Aqualectra en MM hielden respectievelijk 49% en 51% van de aandelen in Curaçao Utilities Company Holding N.V. (CUCH) dat weer alle aandelen hield in Curaçao Utilities Company N.V. (CUC). CUC hield de erfpachtrechten op de BOO-centrale.
2.6.
CUC heeft met Isla S.A. een overeenkomst gesloten met betrekking tot de levering van utiliteiten, de Utilities Services Agreement (hierna: USA). Op basis van de USA diende Isla S.A. (grotendeels) vaste betalingen te doen.

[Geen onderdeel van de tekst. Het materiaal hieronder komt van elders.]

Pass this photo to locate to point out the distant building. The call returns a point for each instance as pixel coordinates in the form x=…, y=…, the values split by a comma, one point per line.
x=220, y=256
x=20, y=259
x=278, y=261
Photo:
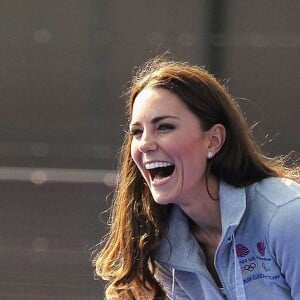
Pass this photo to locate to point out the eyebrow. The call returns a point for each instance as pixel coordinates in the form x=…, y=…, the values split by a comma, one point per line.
x=158, y=119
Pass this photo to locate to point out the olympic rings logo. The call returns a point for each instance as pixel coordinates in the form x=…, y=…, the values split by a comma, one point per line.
x=250, y=267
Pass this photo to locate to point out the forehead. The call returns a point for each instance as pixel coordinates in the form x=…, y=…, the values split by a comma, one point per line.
x=157, y=100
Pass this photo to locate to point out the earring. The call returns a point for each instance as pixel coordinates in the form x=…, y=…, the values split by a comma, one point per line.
x=210, y=155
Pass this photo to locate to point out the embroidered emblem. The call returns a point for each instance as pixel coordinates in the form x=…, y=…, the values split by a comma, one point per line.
x=250, y=267
x=261, y=247
x=266, y=267
x=241, y=250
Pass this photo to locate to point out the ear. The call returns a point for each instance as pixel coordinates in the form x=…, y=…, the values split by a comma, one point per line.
x=217, y=136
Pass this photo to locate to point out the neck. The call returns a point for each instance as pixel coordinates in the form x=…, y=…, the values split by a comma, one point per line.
x=205, y=215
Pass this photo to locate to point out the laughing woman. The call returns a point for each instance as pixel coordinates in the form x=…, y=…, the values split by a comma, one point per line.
x=199, y=212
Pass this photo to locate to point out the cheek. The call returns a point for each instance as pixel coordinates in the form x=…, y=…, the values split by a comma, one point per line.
x=134, y=152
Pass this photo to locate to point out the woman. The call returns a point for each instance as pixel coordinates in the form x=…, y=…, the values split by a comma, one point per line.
x=199, y=212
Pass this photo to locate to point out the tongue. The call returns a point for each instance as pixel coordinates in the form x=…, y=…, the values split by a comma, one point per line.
x=163, y=172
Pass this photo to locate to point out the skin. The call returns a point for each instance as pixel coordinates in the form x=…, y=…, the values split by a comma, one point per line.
x=165, y=130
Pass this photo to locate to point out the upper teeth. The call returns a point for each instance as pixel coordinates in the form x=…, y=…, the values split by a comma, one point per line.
x=158, y=164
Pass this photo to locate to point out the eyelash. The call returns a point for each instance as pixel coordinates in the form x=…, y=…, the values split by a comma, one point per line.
x=161, y=127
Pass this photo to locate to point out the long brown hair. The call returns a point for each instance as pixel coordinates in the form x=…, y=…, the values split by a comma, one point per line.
x=137, y=223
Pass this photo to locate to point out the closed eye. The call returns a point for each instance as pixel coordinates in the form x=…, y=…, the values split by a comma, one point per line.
x=166, y=127
x=135, y=132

In artikel 5.1. van de USA zijn verschillende bepalingen opgenomen die betrekking hebben op de zogenoemde take-or-pay (TOP) betalingen. In 5.1.1.3 is opgenomen:
Notwithstanding any other provision hereof to the contrary, the obligation of Buyer to make the Take-or-Pay Payment in each calender year month is a “ take-or-pay” obligation that is absolute and unconditional and each Take-or-Pay Payment shall be paid free and clear of any and all claims, demands or set-offs of whatever nature other than any costs incurred by Buyer in operating the Project pursuant to its exercise of rights under Section 9.2 or other than as provided in Section 14.2.

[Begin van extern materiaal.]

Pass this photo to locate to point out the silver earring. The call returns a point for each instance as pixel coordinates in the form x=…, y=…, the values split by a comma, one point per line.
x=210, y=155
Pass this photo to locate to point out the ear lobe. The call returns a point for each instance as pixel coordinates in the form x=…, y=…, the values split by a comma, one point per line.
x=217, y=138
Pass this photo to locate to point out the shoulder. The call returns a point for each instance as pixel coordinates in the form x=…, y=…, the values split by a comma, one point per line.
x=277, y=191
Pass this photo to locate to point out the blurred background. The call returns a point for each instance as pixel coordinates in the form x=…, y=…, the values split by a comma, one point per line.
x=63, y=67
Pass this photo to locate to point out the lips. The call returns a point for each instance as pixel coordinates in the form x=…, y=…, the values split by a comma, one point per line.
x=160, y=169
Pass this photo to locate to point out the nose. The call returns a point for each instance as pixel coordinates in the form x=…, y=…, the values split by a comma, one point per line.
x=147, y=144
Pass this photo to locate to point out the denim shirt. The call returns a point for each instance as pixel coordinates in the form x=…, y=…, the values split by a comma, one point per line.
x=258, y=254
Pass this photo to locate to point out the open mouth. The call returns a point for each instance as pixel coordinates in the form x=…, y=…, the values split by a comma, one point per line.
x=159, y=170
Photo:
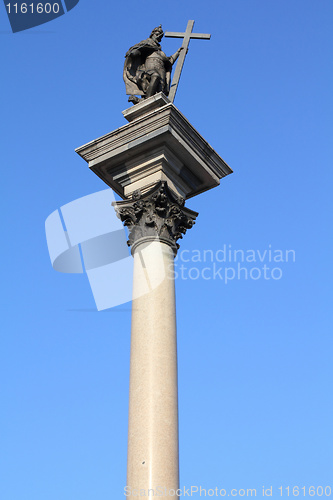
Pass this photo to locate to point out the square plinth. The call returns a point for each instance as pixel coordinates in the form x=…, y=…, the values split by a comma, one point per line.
x=159, y=144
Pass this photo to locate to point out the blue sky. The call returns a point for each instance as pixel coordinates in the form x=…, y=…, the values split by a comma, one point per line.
x=255, y=356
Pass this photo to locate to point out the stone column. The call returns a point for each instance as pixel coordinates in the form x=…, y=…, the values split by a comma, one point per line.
x=155, y=221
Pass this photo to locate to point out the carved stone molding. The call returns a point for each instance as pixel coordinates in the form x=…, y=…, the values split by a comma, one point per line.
x=157, y=215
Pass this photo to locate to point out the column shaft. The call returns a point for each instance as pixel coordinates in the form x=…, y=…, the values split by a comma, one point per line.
x=153, y=401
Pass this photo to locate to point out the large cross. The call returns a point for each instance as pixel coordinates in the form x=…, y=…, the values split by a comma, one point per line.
x=186, y=40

PDVSA staat op grond van de “ Guaranty” garant voor de nakoming van alle betalingsverplichtingen uit hoofde van de USA.
2.7.
In artikel 9 van de USA is opgenomen dat Isla S.A. aanspraak kan maken op boetes bij wanprestatie van CUC. In artikel 9.1.1 staat onder meer:
Liability for Liquidated Damages. If at any time Seller (or its agent) is operating the Utility Plant and is obligated, but fails, to deliver Utilities to Buyer as required under Section 2.1.1. and such failure results in (….) an “Event”, then Seller shall pay liquidated damages to Buyer determined in accordance with this Section 9.1.
In 9.1.5 is bepaald:
In no event shall Seller be obligated to pay liquidated damages under this Section 9.1. that would cause the aggregate amount of liquidated damages paid under this Section 9.1. tot exceed US$ 18,000,000 over the Term of this Agreement.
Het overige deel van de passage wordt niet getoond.